Os trabalhadores do call center do grupo Trofa Saúde foram surpreendidos ao não verem inscrito na folha salarial do mês de novembro o subsídio de alimentação a que têm direito, no valor de 114,40 euros. Desde então têm reclamado o pagamento desse subsídio, uma luta que culminou na greve realizada esta segunda-feira, com um plenário à porta do Hospital da Trofa.
Além da reposição do valor indevidamente retido, os trabalhadores reclamam ainda um aumento salarial de 10%, com um mínimo de cem euros, a atualização do subsídio de refeição para 6,50 euros diários e das diuturnidades para 30 euros cada, alargando esse direito a todos os trabalhadores, a vencer de quatro em quatro anos até um máximo de cinco diuturnidades.
Outras reivindicações são o alargamento das pausas da manhã e tarde para o mínimo de 20 minutos, a divisão do prémio mensal em prémio de produtividade e prémio de assiduidade, o direito ao diálogo e à negociação coletiva, a formação profissional e o respeito pelos direitos dos trabalhadores, que acusam a empresa de desvalorizar o trabalho que é feito no seu call center.
O deputado José Soeiro esteve presente na concentração dos trabalhadores para levar a solidariedade do Bloco de Esquerda com "esta luta justa contra o roubo do subsídio de alimentação que vos foi feita no mês de novembro, mesmo que agora queiram disfarçar no recibo deste mês".
Para o deputado bloquista, "os salários já são baixos, o subsídio de alimentação já é baixo, a contratação coletiva já não é respeitada e isso tudo piora no contexto em que estmos a viver", com a inflação a retirar mais poder de compra aos trabahadores.

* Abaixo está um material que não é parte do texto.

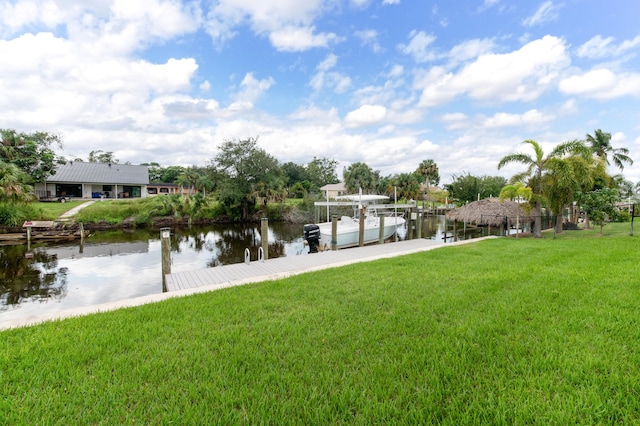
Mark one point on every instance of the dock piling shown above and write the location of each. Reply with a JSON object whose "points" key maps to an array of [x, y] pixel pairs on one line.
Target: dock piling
{"points": [[165, 248], [265, 237]]}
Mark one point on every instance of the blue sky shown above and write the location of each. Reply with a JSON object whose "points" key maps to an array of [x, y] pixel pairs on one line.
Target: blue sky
{"points": [[385, 82]]}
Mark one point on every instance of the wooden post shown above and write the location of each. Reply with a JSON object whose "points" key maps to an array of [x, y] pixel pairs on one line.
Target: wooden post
{"points": [[265, 237], [165, 244], [81, 229], [361, 229], [412, 220], [334, 233], [28, 237]]}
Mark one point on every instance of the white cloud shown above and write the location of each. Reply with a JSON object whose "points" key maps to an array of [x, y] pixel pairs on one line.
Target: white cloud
{"points": [[602, 84], [287, 23], [299, 39], [251, 90], [396, 71], [546, 12], [369, 38], [598, 47], [366, 115], [323, 78], [530, 118], [470, 49], [455, 120], [522, 75], [419, 46]]}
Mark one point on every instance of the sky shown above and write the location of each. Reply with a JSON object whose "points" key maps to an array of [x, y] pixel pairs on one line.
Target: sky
{"points": [[385, 82]]}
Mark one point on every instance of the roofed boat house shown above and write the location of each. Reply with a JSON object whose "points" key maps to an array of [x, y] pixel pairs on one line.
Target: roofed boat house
{"points": [[78, 179]]}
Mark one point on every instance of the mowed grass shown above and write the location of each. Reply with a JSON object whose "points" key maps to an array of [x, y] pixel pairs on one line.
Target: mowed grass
{"points": [[494, 332]]}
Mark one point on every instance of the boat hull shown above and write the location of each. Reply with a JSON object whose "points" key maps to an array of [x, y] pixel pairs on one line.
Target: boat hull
{"points": [[348, 231]]}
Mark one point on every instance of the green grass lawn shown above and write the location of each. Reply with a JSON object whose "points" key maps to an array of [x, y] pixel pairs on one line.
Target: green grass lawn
{"points": [[53, 210], [500, 331]]}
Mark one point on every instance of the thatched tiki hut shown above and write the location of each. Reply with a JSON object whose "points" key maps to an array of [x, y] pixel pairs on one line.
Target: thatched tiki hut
{"points": [[490, 212]]}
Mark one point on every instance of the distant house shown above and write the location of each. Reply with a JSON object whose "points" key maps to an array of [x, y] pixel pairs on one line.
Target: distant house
{"points": [[334, 190], [78, 179], [157, 188]]}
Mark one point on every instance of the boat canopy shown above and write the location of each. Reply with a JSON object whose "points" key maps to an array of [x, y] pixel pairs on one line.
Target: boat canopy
{"points": [[363, 198]]}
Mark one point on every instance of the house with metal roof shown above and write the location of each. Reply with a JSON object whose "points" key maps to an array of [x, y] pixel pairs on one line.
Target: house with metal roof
{"points": [[78, 179]]}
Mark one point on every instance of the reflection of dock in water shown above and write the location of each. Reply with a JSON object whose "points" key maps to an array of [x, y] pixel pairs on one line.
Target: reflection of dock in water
{"points": [[98, 250], [242, 273]]}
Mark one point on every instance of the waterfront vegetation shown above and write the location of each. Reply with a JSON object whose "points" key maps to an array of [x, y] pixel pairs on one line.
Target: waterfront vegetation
{"points": [[497, 331]]}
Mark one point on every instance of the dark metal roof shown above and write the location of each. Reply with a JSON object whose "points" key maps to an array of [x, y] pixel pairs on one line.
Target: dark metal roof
{"points": [[82, 172]]}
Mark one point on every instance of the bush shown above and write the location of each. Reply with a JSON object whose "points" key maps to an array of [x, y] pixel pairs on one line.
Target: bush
{"points": [[15, 214]]}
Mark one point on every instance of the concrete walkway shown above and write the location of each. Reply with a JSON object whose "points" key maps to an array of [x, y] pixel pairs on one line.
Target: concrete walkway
{"points": [[70, 213], [330, 260]]}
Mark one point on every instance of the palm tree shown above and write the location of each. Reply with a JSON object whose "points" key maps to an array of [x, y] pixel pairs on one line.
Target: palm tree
{"points": [[600, 144], [536, 167], [13, 184], [516, 192], [428, 169]]}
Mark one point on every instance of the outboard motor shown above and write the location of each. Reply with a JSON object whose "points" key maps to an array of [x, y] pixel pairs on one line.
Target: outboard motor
{"points": [[312, 236]]}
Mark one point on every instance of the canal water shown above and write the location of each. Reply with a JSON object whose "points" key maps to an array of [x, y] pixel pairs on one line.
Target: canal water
{"points": [[116, 265]]}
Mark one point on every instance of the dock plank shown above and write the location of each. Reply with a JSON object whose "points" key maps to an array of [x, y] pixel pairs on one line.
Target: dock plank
{"points": [[239, 273]]}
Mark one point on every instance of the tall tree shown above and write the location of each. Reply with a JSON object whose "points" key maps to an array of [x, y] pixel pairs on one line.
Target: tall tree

Soeiro falou dos debates que têm decorrido no Parlamento sobre a alteração de leis laborais, sublinhando que muitas das medidas da troika que desequilibraram ainda mais a relação entre patronato e trabalhadores se mantêm ainda na lei.
"Os direitos são para ser respeitados. Se não formos nós a erguer a cabeça e falar bem alto, ninguém o vai fazer por nós", concluiu o deputado, saudando a luta destes trabalhadores.